The two most recent HSR annual reports (for fiscal years 2011 and 2012) yield the following statistics related to transactions reported for which the agencies could have issued Second Requests:

  • Total eligible transactions: 1,4141 in 2011 and 1,400 in 2012
  • Clearances: 257 in 2011 and 206 in 2012
  • Second Requests issued: 55 in 2011 and 49 in 2012
  • Challenges: 37 in 2011 and 44 in 2012

These statistics are further illustrated in the following chart:

Click here to view chart.

Some interesting observations from this data:

  • Although there were more transactions reported and more Second Requests issued in 2011, there were more challenges in 2012.
  • The number of Second Requests as a percentage of clearances was higher in 2012 (23.8 percent) than in 2011 (21.4 percent).
  • The number of challenges as a percentage of Second Requests was much higher in 2012 (90 percent) than in 2011 (67 percent). (Note: The challenges in any one year may relate to Second Requests from prior years.)

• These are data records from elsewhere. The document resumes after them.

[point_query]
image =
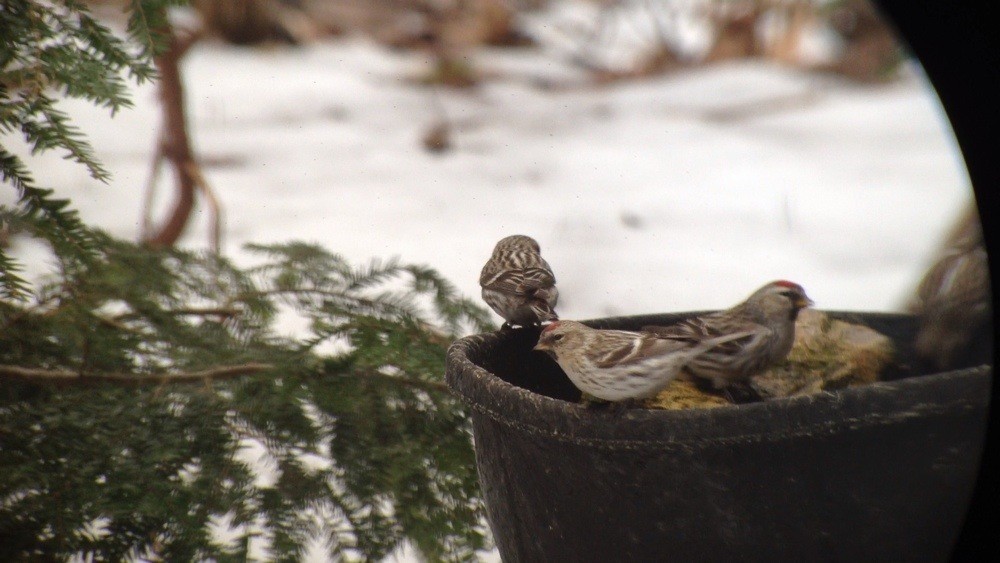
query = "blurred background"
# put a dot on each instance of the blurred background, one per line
(668, 155)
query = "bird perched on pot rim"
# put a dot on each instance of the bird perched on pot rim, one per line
(617, 365)
(767, 321)
(518, 284)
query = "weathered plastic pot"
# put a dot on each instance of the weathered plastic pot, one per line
(881, 472)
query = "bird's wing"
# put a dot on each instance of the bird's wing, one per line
(702, 329)
(628, 348)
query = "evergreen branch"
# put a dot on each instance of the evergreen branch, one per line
(422, 384)
(36, 375)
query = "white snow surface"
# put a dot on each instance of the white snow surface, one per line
(680, 192)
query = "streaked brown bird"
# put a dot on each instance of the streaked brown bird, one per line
(954, 299)
(620, 365)
(767, 321)
(518, 284)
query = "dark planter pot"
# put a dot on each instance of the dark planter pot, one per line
(878, 472)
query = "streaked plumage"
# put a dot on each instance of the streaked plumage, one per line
(767, 320)
(954, 299)
(518, 284)
(616, 365)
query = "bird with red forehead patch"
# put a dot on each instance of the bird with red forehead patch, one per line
(768, 319)
(620, 365)
(518, 284)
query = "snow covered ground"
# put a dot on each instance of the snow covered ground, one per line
(680, 192)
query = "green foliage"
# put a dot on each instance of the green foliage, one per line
(134, 382)
(54, 50)
(118, 469)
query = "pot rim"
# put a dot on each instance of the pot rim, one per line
(885, 402)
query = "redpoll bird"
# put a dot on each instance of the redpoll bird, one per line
(518, 284)
(617, 365)
(953, 300)
(767, 320)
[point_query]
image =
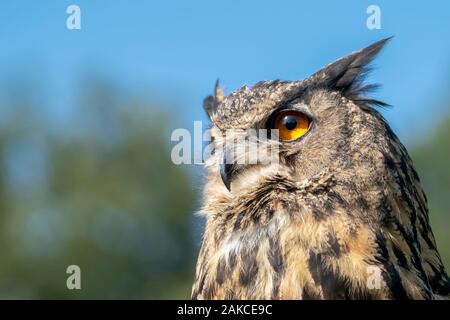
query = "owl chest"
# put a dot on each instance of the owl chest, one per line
(279, 261)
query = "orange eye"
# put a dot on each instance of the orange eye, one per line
(291, 125)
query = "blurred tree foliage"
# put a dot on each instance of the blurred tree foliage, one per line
(100, 193)
(432, 161)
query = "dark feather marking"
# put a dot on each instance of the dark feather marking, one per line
(393, 281)
(310, 294)
(276, 261)
(401, 258)
(221, 271)
(249, 267)
(333, 286)
(335, 247)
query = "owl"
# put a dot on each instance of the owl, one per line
(340, 215)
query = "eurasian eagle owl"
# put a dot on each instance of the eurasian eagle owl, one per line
(340, 215)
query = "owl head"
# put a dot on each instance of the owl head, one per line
(324, 122)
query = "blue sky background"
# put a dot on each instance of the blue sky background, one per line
(174, 50)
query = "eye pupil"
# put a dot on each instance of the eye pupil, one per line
(290, 122)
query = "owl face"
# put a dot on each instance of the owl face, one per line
(301, 127)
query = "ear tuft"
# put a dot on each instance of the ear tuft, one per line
(347, 74)
(211, 102)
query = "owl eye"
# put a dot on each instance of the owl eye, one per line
(291, 124)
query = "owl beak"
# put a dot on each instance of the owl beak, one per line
(227, 171)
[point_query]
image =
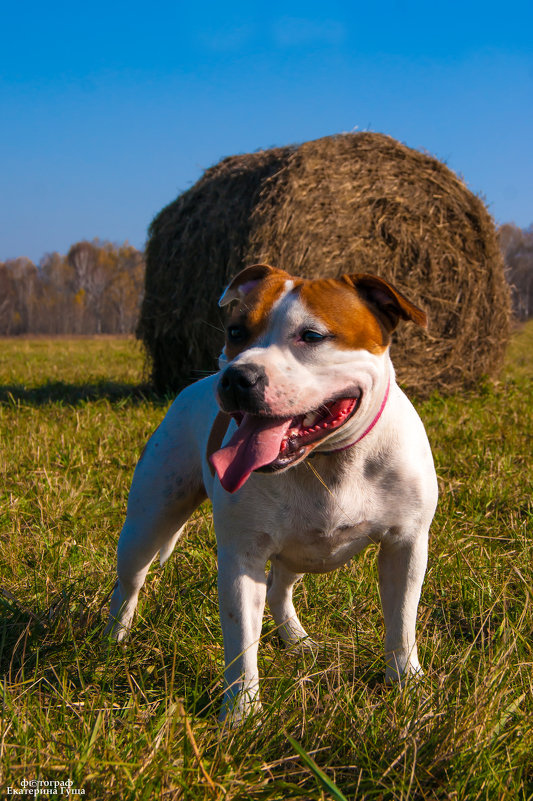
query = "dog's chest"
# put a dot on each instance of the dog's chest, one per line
(322, 529)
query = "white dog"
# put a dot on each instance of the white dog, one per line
(309, 452)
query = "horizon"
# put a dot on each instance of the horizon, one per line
(105, 124)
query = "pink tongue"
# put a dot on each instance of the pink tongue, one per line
(256, 443)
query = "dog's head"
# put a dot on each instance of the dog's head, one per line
(301, 364)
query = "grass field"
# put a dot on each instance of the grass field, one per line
(139, 722)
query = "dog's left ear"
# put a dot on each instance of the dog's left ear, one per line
(390, 304)
(246, 280)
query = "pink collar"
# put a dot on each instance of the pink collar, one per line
(366, 431)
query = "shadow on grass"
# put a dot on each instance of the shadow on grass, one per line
(60, 392)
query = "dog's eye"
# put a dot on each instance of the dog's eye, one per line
(311, 337)
(236, 333)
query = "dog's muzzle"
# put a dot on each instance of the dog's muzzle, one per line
(242, 389)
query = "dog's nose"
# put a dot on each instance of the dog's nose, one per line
(242, 388)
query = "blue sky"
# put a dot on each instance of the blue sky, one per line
(109, 110)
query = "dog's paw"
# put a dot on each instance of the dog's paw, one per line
(412, 672)
(304, 645)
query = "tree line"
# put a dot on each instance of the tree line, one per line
(97, 287)
(517, 247)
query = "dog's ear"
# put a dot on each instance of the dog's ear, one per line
(246, 280)
(389, 303)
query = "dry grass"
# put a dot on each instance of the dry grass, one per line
(139, 722)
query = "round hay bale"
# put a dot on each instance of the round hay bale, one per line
(348, 203)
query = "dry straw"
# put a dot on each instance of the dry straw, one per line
(348, 203)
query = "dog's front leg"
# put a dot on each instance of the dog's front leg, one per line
(402, 564)
(241, 591)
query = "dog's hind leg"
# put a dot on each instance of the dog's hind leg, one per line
(280, 583)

Other data indicate that, if the DOJ is granted clearance, it is more likely than the FTC to issue a Second Request. In 2011 the DOJ issued Second Requests in 33 percent of the clearances it received; in 2012 that number increased to 40.1 percent. Conversely, 14.7 percent of the FTC’s 2011 clearances and 14.8 percent of its 2012 clearances resulted in Second Requests being issued.

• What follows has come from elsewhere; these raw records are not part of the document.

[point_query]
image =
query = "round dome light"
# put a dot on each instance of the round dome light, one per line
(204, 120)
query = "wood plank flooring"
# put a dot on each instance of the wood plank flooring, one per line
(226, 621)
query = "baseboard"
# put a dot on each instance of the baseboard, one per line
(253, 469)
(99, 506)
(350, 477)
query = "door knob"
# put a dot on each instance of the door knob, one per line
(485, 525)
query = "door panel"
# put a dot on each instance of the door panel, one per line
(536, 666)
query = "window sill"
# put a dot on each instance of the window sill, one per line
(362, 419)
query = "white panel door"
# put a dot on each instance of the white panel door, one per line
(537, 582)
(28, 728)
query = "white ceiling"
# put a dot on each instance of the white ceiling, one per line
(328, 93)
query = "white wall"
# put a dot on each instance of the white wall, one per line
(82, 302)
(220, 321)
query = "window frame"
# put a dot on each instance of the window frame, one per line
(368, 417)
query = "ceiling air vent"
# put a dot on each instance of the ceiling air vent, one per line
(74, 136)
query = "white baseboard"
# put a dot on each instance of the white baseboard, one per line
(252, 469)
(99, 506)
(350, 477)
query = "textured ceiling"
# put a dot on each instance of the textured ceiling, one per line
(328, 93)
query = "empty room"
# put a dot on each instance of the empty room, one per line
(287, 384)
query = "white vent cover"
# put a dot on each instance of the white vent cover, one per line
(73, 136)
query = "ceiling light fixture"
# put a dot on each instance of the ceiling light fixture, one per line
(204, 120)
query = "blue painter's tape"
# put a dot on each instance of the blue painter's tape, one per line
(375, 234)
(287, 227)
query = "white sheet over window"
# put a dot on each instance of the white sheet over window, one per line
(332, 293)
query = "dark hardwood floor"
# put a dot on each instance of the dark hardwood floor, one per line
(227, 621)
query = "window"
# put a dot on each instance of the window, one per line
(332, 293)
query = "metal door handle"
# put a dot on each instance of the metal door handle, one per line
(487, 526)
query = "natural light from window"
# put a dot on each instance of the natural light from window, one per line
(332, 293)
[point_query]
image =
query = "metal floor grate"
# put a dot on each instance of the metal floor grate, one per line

According to the 2012 report, companies representing a wide variety of industries were subject to challenges, including bakeries, manufacturers, computer services and equipment suppliers, energy supply and transportation companies, retailers and banks. But companies in the health care sector faced by far the most challenges in 2012. These included hospitals, health care insurers, pharmacy providers, pharmaceutical manufacturers, medical auditors, laboratories, dialysis providers, medical device manufacturers and cardiology groups.

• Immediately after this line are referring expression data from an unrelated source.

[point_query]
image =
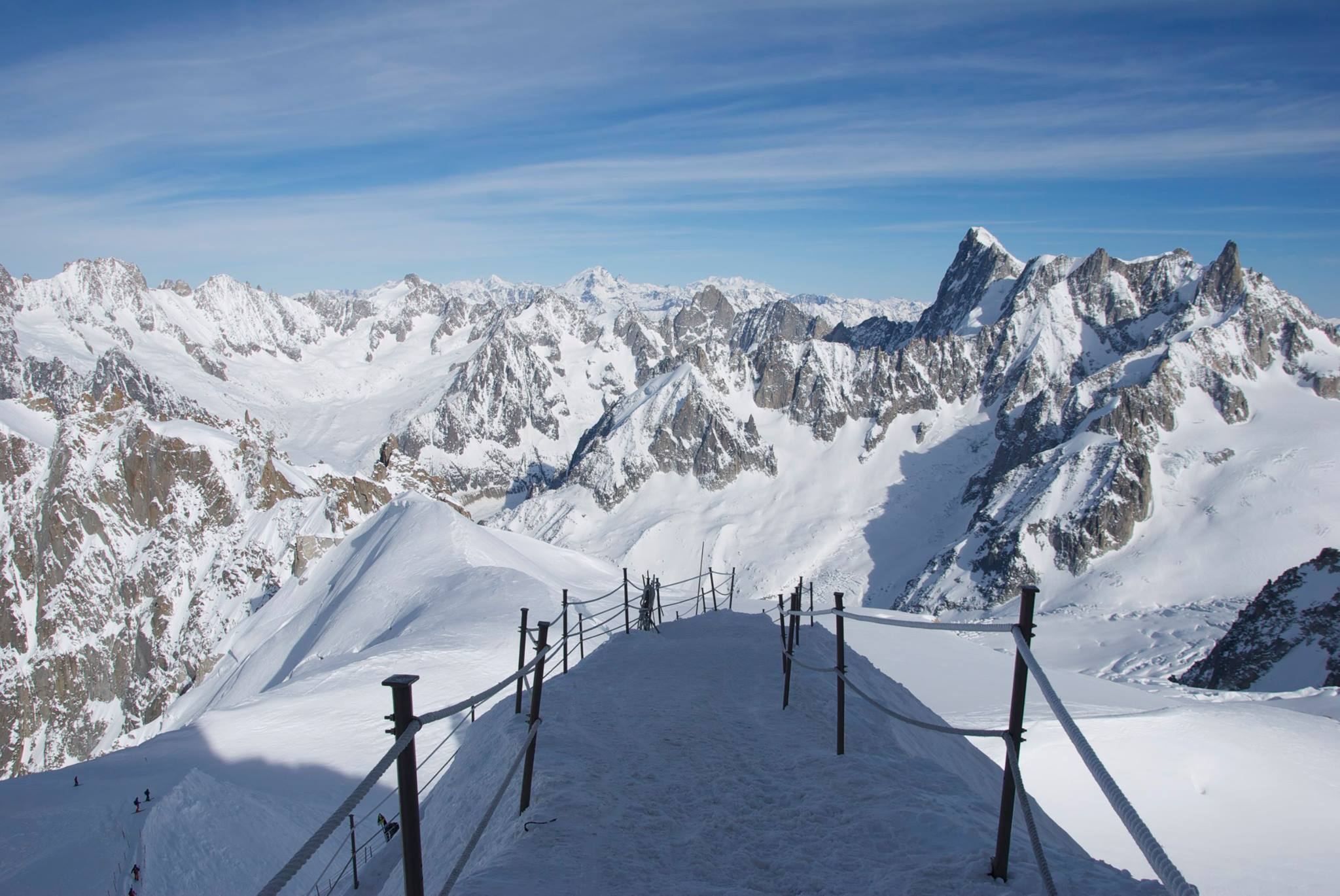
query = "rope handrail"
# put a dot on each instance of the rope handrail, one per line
(437, 715)
(327, 828)
(1150, 847)
(591, 600)
(1027, 806)
(918, 623)
(804, 664)
(929, 726)
(672, 584)
(488, 814)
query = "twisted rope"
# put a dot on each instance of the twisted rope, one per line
(1150, 847)
(911, 623)
(1028, 818)
(327, 828)
(929, 726)
(488, 814)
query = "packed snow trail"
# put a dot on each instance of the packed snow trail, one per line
(671, 768)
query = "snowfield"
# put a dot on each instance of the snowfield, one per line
(666, 760)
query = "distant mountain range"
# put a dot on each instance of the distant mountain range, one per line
(171, 456)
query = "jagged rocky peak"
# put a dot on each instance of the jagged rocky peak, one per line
(981, 260)
(1222, 284)
(676, 424)
(180, 287)
(711, 314)
(1287, 638)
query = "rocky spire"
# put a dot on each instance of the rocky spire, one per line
(1222, 283)
(981, 260)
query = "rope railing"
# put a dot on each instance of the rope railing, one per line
(1139, 832)
(597, 625)
(327, 828)
(488, 814)
(1012, 737)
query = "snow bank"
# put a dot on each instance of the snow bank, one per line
(669, 767)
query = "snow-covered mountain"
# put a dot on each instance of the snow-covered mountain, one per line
(1114, 430)
(1288, 638)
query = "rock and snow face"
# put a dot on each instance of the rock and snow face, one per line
(1040, 421)
(1288, 638)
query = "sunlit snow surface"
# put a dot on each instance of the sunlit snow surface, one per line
(679, 736)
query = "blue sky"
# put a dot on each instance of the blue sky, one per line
(819, 146)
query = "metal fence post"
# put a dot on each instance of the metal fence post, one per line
(406, 780)
(626, 626)
(1000, 863)
(842, 670)
(353, 848)
(520, 662)
(535, 714)
(791, 649)
(795, 621)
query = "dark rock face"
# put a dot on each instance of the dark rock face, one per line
(672, 425)
(1299, 613)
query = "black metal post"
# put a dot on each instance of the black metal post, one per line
(565, 631)
(406, 778)
(353, 848)
(795, 621)
(520, 662)
(842, 670)
(791, 649)
(1000, 863)
(535, 714)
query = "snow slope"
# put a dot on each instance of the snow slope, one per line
(276, 734)
(669, 767)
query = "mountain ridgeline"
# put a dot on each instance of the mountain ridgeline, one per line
(171, 456)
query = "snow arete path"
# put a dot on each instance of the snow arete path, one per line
(669, 767)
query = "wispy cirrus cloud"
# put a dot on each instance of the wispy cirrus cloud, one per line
(311, 141)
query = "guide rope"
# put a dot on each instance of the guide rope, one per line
(488, 814)
(1027, 806)
(327, 828)
(1150, 847)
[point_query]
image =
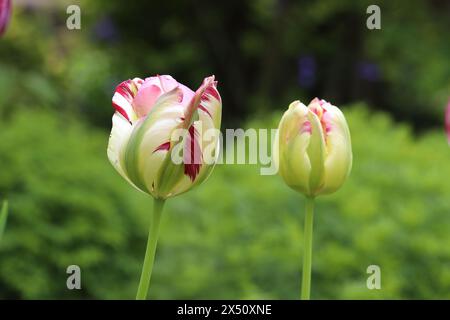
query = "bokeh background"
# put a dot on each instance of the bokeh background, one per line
(239, 235)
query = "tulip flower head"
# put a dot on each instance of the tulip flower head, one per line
(5, 14)
(148, 114)
(314, 148)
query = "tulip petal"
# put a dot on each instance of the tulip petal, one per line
(142, 163)
(316, 153)
(123, 98)
(118, 139)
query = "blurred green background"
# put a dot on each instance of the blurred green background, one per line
(239, 235)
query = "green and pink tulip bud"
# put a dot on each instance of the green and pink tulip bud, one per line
(314, 155)
(154, 116)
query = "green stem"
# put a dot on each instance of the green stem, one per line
(307, 243)
(152, 241)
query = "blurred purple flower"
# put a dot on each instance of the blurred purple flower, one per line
(368, 71)
(5, 14)
(447, 121)
(105, 29)
(306, 71)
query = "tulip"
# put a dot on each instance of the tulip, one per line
(5, 14)
(150, 114)
(314, 157)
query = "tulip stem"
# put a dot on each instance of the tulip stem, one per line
(307, 253)
(152, 241)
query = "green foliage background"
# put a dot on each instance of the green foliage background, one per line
(240, 234)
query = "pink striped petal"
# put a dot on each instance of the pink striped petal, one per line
(192, 155)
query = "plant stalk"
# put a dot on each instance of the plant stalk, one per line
(307, 253)
(152, 241)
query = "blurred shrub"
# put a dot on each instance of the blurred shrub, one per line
(237, 236)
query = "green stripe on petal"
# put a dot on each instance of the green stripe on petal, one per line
(316, 152)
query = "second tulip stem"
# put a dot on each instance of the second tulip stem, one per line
(307, 252)
(152, 241)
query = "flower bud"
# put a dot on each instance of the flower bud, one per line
(314, 148)
(149, 113)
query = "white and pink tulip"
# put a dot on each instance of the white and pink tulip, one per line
(148, 113)
(314, 148)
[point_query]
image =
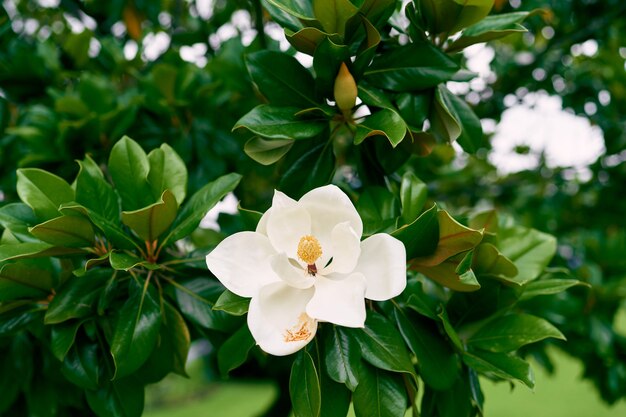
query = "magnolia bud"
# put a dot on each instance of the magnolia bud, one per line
(345, 89)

Of the challenges described in the 2012 report, almost all involved a merger between direct competitors. Two also involved potential competition between the parties as an additional claim to actual competition. The report did not in all cases describe concentration or the number of competitors involved in the markets being challenged, but the following should be noted from the information that was included:

  • In six challenges, the transactions were characterized as being between the two largest competitors in a market (when other competitors remained in the market).
  • In seven challenges, the transactions were described as reducing the number of competitors from three to two.
  • In four challenges, it was alleged that the transactions would reduce the number of competitors from two to one.
  • In six challenges, the report said higher prices would have resulted from the transactions.

Of course, it is likely that parties to these transactions disputed the market definitions used by the DOJ or the FTC.

The 2012 report suggests a number of considerations for parties to a proposed acquisition (especially one reportable under HSR, though non-reportable transactions may also be challenged):

  • At least some preliminary evaluation of the transaction should be made to assess the potential antitrust risk before the acquisition agreement is signed. This is particularly recommended if the acquisition involves competitors and will result in fewer than three competitors in a market after the transaction closes.
  • The acquisition agreement should include provisions detailing each party’s obligations if antitrust-related actions are taken by the DOJ or FTC. For instance, the agreement should specify whether the parties may terminate the transaction if a Second Request is issued or if they are obligated to comply with a Second Request and try to close.
  • If a reported transaction is cleared to the FTC or DOJ, the parties should begin (if they have not already done so) serious preparation to defend the transaction, particularly if clearance is granted to the DOJ.
  • While it is likely that an enforcement action may be taken after a Second Request is issued, it is possible that the transaction may still be allowed to proceed without changes. Even if an enforcement action is taken, it might consist of a change to the transaction that will be acceptable to the parties.